NAME
Data::Checker - a framework for checking data validity
SYNOPSIS
use Data::Checker;
$obj = new Data::Checker;
DESCRIPTION
A commonly performed task is to have a set of data that you want to
validate. Given a set of elements, you want to test each to make sure
that it is valid, and then break the set into two groups: the group that
is valid, and the group that is not. With the group that is not valid,
you usually want an error message associated with that element so you
can see why it is not valid.
Although this is an extremely common task, there isn't a convenient
framework for expressing these tests in, which means that every time you
want to do this kind of testing, you not only have to write the
functions for doing the tests, you also have to write the entire
framework as well.
This module was written to provide the framework around the tests. A
number of common test functions are provided, or you can write your own,
and the framework will take care of the rest.
The framework includes the following commonly desired functionality:
Automatic handling of the testing
A list of elements is passed in to the framework, and it will
automatically apply the tests and split the elements into sets of
passing and failing elements.
Running tests in parallel
Many times, testing a piece of data may take a significant amount of
time, and running them in parallel can greatly speed up the process.
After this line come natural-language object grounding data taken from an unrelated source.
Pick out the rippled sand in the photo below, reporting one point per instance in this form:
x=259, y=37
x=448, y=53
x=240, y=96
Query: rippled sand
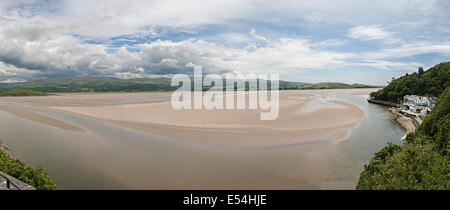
x=303, y=116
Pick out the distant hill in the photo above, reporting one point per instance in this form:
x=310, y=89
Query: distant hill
x=335, y=85
x=112, y=84
x=431, y=82
x=92, y=84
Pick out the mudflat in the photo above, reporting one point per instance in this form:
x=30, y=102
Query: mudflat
x=304, y=115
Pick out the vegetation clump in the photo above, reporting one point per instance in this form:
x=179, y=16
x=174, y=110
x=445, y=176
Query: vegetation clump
x=35, y=177
x=425, y=83
x=423, y=161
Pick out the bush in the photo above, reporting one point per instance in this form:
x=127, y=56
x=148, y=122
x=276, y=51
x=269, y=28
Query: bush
x=35, y=177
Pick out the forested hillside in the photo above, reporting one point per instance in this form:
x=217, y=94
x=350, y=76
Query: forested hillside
x=427, y=83
x=423, y=161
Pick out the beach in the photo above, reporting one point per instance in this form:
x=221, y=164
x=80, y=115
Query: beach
x=303, y=116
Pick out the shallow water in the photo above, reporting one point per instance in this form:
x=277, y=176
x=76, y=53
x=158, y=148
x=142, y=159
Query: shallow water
x=107, y=156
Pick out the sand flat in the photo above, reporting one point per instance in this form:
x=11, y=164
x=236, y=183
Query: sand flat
x=302, y=118
x=40, y=118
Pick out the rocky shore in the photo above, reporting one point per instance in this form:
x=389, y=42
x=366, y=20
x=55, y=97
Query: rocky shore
x=404, y=121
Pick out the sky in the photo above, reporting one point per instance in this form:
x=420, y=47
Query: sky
x=347, y=41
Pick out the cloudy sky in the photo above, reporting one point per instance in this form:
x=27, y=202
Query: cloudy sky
x=311, y=41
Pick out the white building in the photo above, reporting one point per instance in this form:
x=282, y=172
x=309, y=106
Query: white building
x=416, y=104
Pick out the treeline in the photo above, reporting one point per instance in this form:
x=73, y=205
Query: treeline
x=20, y=92
x=426, y=83
x=111, y=84
x=334, y=85
x=35, y=177
x=422, y=162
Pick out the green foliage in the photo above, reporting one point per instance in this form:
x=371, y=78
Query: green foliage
x=421, y=163
x=35, y=177
x=431, y=82
x=111, y=84
x=20, y=92
x=335, y=85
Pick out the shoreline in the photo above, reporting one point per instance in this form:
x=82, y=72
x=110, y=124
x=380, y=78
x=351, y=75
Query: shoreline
x=312, y=115
x=406, y=122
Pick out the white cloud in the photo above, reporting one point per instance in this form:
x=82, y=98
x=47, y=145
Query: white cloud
x=370, y=32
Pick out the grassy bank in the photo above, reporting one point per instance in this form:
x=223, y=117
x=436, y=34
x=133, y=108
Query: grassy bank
x=35, y=177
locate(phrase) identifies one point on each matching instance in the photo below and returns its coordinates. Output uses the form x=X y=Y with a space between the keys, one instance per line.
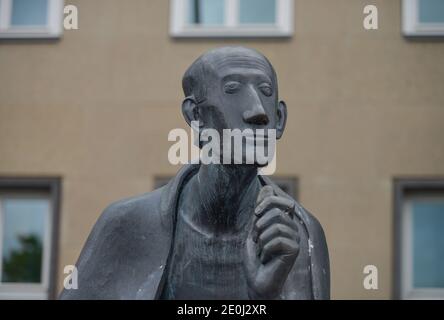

This framework allows you to run any number of the tests in
parallel, or you can run them serially one at a time.
Support for warnings and information messages
Sometimes you want some tests to produce warnings or just
informational messages for an element, but to still consider them as
having passed the test.
The level for each test can be specified so that a failure produces
an informational notice, a warning, or an error. Only an error means
that the element fails the test.
BASE METHODS
new
$obj = new Data::Checker;
This creates a new data check framework.
version
$vers = $obj->version;
This returns the version of this module.
parallel
$obj->parallel($n);
In many cases, tests can be run in parallel to speed things up. By
default, all tests will be run serially (one at a time) but that
behavior can be changed using this method. $n must be a positive
integer (or zero):
$n=1 All tests are run serially. This is the default.
$n>1 $n tests will run at a time. If there are more
elements than this, one will have to finish before
another will start.
$n=0 All of the elements will be tested at the same time.
check
($pass,$fail,$warn,$info) = $obj->check($data,$check,$check_opts);
This is the function which actually performs the checks. It takes a
set of elements ($data) and verifies them using the checks specified
by $check and $check_opts. It returns a list of elements that pass
the check and a list that fail the check. In addition, informational
notes and warnings about the elements may also be returned.
The data is passed in as a single data structure ($data) as
described below in the "SPECIFYING DATA" section.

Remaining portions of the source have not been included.